The Northland Regional Council has completed hundreds of thousands of dollars' worth of what it says were critical improvements to the Awanui flood scheme, after several weeks of unscheduled delays caused by the Covid-19 lockdown.
An estimated 90,000 tonnes of soil was removed to transform a Kaitaia paddock into a new 400-metre spillway behind Juken New Zealand's triboard mill, part of the second stage of the council's ongoing multimillion-dollar upgrade of the flood scheme.
Te Hiku councillor Colin Kitchen says it had been hoped to finish the work by May, but the pandemic lockdown had thrown a spanner in the works, forcing a halt to construction for several weeks.
Ironically, when work resumed, a drier than normal start to winter it to continue beyond the usual end of the construction season, and effectively claw back much of the lost time.
Juken NZ had allowed its land to be used for the upgrade, which would provide better flood protection or the surrounding area, including the mill, one of the area's largest employers.
"An adjoining private land owner was also a great assistance, allowing their property to be used during the earthworks, and local tangata whenua provided valuable input into the programme," Kitchen said.

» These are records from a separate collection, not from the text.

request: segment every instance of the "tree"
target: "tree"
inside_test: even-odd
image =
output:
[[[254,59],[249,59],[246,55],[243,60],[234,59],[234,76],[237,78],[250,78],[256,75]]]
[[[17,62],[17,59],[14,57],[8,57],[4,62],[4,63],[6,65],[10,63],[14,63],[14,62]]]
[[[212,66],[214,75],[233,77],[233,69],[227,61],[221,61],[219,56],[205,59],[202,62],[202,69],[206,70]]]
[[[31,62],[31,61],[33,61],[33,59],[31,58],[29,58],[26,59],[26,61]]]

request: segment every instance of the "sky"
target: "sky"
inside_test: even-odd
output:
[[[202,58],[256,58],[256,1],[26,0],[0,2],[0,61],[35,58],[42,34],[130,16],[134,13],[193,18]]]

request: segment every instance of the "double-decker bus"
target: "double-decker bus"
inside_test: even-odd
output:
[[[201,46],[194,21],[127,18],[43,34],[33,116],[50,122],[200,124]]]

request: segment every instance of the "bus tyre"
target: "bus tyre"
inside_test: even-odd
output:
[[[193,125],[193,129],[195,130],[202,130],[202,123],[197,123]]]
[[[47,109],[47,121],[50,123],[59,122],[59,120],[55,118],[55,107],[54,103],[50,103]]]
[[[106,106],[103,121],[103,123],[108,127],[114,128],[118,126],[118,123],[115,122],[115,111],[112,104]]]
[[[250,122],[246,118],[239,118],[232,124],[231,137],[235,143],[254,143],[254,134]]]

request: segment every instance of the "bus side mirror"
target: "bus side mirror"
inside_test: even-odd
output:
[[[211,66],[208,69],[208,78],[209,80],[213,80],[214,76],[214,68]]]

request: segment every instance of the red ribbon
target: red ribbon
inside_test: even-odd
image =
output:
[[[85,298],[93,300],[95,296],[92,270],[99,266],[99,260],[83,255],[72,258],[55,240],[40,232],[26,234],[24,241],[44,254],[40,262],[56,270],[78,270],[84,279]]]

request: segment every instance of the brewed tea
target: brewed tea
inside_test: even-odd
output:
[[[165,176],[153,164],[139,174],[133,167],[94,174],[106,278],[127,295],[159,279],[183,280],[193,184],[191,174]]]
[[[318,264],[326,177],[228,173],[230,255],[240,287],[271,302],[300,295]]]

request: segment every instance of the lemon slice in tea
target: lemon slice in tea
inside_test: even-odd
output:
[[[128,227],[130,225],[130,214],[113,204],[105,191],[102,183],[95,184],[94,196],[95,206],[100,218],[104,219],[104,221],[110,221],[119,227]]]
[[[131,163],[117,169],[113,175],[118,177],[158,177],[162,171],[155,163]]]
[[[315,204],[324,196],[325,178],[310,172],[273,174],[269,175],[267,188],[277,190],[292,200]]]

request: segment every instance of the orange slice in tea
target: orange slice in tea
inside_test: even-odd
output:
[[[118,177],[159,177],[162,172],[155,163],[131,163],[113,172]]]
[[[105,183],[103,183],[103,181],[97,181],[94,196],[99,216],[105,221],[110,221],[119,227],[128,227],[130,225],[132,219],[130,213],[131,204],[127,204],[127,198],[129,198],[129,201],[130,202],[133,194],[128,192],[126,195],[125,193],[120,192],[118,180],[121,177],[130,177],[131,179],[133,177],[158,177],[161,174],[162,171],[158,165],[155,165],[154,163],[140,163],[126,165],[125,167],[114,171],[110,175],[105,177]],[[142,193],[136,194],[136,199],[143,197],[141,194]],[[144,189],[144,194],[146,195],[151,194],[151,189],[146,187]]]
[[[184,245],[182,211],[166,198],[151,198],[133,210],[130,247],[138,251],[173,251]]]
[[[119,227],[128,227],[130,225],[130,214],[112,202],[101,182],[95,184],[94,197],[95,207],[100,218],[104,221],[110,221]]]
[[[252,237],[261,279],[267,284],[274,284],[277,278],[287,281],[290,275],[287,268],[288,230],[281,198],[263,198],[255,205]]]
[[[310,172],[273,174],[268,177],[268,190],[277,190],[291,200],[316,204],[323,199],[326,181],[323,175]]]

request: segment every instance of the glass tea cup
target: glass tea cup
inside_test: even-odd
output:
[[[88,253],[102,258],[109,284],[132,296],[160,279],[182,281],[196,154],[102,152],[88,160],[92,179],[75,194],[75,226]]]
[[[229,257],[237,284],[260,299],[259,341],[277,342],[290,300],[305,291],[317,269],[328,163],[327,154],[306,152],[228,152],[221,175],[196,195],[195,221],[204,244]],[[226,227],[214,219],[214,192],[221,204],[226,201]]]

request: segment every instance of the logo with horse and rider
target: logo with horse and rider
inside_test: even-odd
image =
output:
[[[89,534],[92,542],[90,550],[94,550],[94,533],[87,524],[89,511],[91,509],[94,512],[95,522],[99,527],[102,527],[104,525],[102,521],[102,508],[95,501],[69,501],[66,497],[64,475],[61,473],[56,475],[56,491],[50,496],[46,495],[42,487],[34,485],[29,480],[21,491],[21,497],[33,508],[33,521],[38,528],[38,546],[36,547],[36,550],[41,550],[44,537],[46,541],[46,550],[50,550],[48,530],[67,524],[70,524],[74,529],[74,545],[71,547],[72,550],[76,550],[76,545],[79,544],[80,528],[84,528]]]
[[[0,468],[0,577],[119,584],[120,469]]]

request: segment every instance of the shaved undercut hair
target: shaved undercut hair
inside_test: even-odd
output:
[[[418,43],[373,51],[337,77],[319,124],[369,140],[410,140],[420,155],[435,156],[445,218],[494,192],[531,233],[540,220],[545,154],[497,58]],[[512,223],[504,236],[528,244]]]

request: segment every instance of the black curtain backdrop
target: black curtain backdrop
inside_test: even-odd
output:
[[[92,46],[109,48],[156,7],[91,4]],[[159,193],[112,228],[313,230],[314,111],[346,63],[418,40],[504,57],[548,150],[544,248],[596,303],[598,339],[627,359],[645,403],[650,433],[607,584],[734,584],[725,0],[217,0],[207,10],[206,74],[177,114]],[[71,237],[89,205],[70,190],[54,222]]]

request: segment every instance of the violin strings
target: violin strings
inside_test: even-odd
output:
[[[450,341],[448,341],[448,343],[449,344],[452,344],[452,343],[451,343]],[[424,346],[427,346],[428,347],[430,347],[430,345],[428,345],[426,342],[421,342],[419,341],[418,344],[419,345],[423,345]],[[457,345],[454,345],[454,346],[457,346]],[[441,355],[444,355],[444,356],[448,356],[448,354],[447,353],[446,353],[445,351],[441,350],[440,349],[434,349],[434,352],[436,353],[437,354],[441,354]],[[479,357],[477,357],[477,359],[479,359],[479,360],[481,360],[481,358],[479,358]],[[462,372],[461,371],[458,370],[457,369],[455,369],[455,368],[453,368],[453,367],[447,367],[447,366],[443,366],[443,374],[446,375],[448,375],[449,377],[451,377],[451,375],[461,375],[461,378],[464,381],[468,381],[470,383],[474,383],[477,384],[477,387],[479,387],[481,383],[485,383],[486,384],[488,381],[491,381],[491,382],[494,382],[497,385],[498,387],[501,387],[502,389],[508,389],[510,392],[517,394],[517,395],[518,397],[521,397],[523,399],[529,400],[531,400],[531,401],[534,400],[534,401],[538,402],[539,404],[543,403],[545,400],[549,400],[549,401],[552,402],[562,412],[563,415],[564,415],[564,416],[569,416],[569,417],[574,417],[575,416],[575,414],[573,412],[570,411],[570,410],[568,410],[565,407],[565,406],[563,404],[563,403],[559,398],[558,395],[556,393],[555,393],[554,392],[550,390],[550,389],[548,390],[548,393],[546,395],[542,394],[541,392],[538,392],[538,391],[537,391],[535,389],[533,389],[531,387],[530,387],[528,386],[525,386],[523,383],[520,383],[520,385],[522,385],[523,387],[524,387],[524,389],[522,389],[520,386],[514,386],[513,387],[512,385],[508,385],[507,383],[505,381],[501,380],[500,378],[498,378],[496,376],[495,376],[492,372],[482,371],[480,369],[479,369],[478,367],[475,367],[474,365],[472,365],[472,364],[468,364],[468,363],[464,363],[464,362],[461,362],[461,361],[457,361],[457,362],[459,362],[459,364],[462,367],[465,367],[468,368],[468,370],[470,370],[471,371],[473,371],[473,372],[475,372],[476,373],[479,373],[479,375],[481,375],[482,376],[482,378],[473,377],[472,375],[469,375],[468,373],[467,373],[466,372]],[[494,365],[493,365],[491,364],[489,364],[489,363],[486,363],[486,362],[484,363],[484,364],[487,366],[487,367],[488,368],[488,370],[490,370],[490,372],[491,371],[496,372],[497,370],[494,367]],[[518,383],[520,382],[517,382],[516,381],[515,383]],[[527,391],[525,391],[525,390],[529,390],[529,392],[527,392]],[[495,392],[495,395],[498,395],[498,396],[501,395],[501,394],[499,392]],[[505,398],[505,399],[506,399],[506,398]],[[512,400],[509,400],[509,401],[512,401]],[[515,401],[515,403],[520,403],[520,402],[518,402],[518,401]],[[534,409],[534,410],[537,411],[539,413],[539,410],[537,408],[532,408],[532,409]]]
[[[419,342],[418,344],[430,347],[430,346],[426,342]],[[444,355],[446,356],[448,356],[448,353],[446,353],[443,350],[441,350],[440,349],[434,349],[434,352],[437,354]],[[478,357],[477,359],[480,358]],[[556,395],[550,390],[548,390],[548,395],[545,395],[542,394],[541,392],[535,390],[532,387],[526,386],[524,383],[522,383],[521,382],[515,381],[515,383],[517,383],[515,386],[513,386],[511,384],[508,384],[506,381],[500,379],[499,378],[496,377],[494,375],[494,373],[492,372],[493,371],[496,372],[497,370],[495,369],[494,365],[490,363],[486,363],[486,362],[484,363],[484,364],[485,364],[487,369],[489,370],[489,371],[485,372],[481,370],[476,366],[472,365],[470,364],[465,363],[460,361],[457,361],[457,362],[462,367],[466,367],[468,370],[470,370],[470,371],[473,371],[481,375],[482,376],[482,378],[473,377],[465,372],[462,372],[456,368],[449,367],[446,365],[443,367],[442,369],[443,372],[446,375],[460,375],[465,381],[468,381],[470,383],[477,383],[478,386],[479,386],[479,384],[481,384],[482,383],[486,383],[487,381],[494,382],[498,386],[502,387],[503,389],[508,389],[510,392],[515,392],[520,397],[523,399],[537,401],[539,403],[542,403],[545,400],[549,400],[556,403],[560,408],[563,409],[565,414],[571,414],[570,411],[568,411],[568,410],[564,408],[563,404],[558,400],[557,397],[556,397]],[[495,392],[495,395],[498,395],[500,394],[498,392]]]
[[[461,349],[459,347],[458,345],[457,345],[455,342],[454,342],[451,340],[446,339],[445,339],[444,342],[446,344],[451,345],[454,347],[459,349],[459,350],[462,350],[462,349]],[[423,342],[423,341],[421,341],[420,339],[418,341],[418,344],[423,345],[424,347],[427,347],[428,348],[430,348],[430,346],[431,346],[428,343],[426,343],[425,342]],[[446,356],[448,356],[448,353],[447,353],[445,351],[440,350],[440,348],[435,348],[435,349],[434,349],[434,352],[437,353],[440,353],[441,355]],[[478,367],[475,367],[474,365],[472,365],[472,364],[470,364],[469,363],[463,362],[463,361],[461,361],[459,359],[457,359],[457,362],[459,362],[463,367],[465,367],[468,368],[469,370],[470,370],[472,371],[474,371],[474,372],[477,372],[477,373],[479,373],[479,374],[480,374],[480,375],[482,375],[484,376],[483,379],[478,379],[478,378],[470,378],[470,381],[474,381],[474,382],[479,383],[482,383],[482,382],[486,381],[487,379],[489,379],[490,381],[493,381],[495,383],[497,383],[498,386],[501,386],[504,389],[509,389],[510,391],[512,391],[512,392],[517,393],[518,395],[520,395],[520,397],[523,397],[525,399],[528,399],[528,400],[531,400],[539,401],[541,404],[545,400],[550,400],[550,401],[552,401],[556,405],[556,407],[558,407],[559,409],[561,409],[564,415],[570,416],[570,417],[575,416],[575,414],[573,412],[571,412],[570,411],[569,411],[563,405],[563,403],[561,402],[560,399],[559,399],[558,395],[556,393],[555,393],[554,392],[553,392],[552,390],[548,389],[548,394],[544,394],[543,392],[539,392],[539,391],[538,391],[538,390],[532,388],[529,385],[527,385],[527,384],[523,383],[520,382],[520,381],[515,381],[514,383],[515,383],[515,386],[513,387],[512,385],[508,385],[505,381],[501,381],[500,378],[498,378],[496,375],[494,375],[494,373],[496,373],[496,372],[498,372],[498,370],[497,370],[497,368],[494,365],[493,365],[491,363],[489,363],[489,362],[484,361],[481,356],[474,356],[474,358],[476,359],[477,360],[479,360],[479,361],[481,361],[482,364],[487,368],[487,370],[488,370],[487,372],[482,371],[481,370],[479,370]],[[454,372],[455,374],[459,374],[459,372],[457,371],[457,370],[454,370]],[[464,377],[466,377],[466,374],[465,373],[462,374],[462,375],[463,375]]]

He says the existing (and aging) spillway, which would be retired within the next 12 months or so for a new life as a wetland, was literally just a stone's throw from the mill, he added. The new roughly 20-metre-wide, which had been built approximately 100m to the south-east, would be given a few months to stabilise and for grass cover to establish before it would be commissioned in autumn next year, with water from the river diverted into it.
While the new works were about two kilometres downstream from Kaitaia itself, they were an integral part of the upgraded scheme, helping to carry potentially damaging floodwaters away from the town more efficiently and quickly.
The flood scheme upgrade had begun in earnest last year, but because of its scale and cost, work would continue in stages over several construction seasons through to 2027.
The new spillway had accounted for most of the approximately $1 million spent this year, Kitchen saying much of the scheme had been built about a century ago, and until fairly recently the NRC's attention had of necessity been on much-needed maintenance and more immediate repairs.
"The upgrade programme will help future-proof the scheme for a number of years, including predicted effects from climate change, as well as deliver a considerably higher level of protection for Kaitaia and surrounding areas," he said.
Scheme-wide future flood risks would be mitigated largely via extensive modifications and improvements to stabilise existing stopbanks, which would allow the Awanui River, including critical sections upstream of the triboard mill, to carry up to 15 per cent more water, protecting urban Kaitaia in a 'once in a century' flood and a 1 in 20-year event in surrounding rural areas. The council had said previously that without the added protection the upgrade would offer, a large flood in urban Kaitaia could cause tens of millions of dollars in damage and potentially put lives at risk.
Seventy per cent of the cost was being paid by ratepayers Northland-wide via a regional flood infrastructure rate, with the balance coming from a targeted Awanui River management rate.